Korschenbroich : Wirbel im Kirchenvorstand

Maria Zettner, seit mehr als 15 Jahren im Kirchenvorstand von St. Dionysius aktiv, ist nicht mehr dabei. Sie hat ihr Amt als geschäftsführende Kirchenvorstandsvorsitzende niedergelegt. Zunächst wird jetzt improvisiert.

Maria Zettner gehört zu den treuen Ehrenamtlern der katholischen Kirche: Vor über 15 Jahren ließ sie sich erstmals in den Kirchenvorstand von St. Dionysius wählen. Seither setzt sie sich für das Wohl der Pfarre ein. Schnell übernahm sie als Stellvertreterin des Pfarrers im Kirchenvorstand Verantwortung, war nach dem Weggang von Pfarrer Thomas Wieners sogar als geschäftsführende Kirchenvorstandsvorsitzende tätig – und damit auch unterschriftsberechtigt. Damit ist jetzt Schluss. Wie erst jetzt bekannt wurde – trat die promovierte Katholikin bereits zum 1. November von ihren Ämtern in der Gemeinschaft der Gemeinden (GdG) zurück.

In Kirchenkreisen scheint man sich – selbst sechs Wochen nach der Amtsniederlegung von Maria Zettner – auszuschweigen. Selbst von der Gemeinschaft der Gemeinden (GdG) Korschenbroich gab es bislang zu den Veränderungen an St. Dionysius keine offizielle Verlautbarung. Offenbar stimmte die Chemie innerhalb des Kirchenvorstands nicht mehr.

Den Rücktritt Zettners bestätigte gestern der Leitende GdG-Pfarrer Franz Josef van de Rieth (43) auf Anfrage. Er wollte weder Unstimmigkeiten innerhalb des Kirchenvorstandes noch Ärger mit den Verantwortungsträgern des Kirchenbauvereins bestätigen. Viel mehr bedauert er den Rücktritt von Maria Zettner. Van de Rieth lobte ihren Einsatz in den höchsten Tönen. Sie war für ihn ein Garant guter Arbeit. Gründe für den Rücktritt nannte auch er keine: "Ich kann mich nur herausreden, da ich sechs Jahre an keiner Kirchenvorstandssitzung mehr teilgenommen habe." Das wird in Zukunft anders werden. Zurzeit greift wieder die alte Ordnung: Pfarrer van de Rieth, übernimmt den Vorsitz und die bisherige Zettner-Vertreterin Wera Bommes ist nun rechtlich zur ersten Stellvertreterin vorgerückt.

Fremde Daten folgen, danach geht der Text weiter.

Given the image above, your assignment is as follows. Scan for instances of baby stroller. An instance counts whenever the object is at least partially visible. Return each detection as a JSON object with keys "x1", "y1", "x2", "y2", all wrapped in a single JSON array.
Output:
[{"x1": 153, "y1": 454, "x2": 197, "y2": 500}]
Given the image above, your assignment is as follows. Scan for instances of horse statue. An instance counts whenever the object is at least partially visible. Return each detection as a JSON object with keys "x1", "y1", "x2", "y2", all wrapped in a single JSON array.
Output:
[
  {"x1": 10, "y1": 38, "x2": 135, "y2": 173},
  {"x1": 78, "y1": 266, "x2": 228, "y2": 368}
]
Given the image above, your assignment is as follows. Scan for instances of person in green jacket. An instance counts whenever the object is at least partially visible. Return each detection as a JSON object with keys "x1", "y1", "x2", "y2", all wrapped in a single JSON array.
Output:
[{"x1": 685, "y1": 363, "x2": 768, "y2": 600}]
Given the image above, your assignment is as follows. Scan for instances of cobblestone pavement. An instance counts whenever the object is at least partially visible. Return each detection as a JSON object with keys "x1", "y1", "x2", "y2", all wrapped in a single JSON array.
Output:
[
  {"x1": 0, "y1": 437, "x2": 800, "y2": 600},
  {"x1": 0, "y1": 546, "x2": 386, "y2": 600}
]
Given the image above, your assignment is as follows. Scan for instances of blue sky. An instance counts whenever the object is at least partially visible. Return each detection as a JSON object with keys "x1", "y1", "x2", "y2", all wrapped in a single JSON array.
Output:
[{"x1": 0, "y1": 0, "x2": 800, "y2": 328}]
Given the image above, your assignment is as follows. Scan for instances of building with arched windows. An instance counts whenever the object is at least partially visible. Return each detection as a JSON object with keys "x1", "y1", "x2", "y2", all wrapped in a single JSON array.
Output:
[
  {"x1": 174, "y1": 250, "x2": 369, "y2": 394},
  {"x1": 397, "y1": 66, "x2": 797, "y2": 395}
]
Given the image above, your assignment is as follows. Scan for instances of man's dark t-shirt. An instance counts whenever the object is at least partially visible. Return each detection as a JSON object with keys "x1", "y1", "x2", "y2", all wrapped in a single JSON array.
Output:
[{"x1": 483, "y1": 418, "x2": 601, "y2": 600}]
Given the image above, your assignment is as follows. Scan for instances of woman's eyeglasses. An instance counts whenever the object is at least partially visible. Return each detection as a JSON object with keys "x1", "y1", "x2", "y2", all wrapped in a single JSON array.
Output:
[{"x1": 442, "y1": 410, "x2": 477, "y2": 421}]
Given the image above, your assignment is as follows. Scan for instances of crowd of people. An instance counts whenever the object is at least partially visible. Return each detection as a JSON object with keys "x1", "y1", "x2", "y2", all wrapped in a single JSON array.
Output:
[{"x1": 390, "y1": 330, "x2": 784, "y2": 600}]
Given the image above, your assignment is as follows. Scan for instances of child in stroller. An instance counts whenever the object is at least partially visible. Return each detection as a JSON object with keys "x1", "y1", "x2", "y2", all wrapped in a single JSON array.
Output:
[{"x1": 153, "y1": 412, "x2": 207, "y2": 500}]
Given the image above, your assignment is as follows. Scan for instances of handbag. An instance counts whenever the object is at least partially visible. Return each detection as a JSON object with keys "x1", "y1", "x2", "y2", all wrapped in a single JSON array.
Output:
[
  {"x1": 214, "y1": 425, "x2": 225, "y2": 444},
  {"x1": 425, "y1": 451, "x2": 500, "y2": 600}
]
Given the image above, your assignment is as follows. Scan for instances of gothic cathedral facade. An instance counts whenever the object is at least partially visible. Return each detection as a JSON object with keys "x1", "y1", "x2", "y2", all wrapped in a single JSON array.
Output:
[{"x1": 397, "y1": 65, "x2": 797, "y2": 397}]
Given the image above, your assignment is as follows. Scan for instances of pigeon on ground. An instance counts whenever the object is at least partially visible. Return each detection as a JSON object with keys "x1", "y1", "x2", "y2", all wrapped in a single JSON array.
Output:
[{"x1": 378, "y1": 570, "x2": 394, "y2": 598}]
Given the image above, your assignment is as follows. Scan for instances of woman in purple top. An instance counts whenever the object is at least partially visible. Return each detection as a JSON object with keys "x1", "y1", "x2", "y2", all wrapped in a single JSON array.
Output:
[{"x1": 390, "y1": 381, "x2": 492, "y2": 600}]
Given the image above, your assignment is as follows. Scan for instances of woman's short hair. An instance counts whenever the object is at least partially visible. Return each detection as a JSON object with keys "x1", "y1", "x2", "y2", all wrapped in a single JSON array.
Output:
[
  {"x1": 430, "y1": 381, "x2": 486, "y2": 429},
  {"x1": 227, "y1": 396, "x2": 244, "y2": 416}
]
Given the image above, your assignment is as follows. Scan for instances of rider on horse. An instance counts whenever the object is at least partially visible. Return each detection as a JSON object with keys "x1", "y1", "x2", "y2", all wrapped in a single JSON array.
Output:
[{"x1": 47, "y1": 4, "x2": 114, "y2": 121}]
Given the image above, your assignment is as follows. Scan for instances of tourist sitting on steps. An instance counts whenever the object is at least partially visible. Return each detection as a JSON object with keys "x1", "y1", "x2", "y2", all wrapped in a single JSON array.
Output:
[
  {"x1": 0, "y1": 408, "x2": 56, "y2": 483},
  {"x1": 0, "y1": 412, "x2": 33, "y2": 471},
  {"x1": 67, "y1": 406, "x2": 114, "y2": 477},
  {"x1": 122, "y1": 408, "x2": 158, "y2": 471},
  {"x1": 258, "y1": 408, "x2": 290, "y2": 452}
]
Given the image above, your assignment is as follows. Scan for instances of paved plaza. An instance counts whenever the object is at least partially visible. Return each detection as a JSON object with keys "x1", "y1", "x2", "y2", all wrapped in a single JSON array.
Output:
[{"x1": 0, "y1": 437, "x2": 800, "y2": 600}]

Anita Kolvenbach (62), die vor gut zehn Jahren von Maria Zettner für den Kirchenvorstand angeworben wurde, will den Rücktritt auch nicht kommentieren: "Es tut mir wirklich leid, dass sie ihr Amt zur Verfügung gestellt hat. Ich habe gerne mit ihr zusammengearbeitet."

Maria Zettner hat sich ihren Entschluss nicht leicht gemacht. Die Kinderbuch-Übersetzerin wird den Kleinenbroichern als Lektorin erhalten bleiben. "Es war an der Zeit, zu gehen. Ich hatte das Gefühl, nicht mehr am richtigen Ort zu sein", so die 49-Jährige. "Ich werde mich nicht komplett verabschieden. Wenn ich mich an die Veränderung gewöhnt habe, möchte ich als Ehrenamtlerin seelsorgerische Aufgaben übernehmen."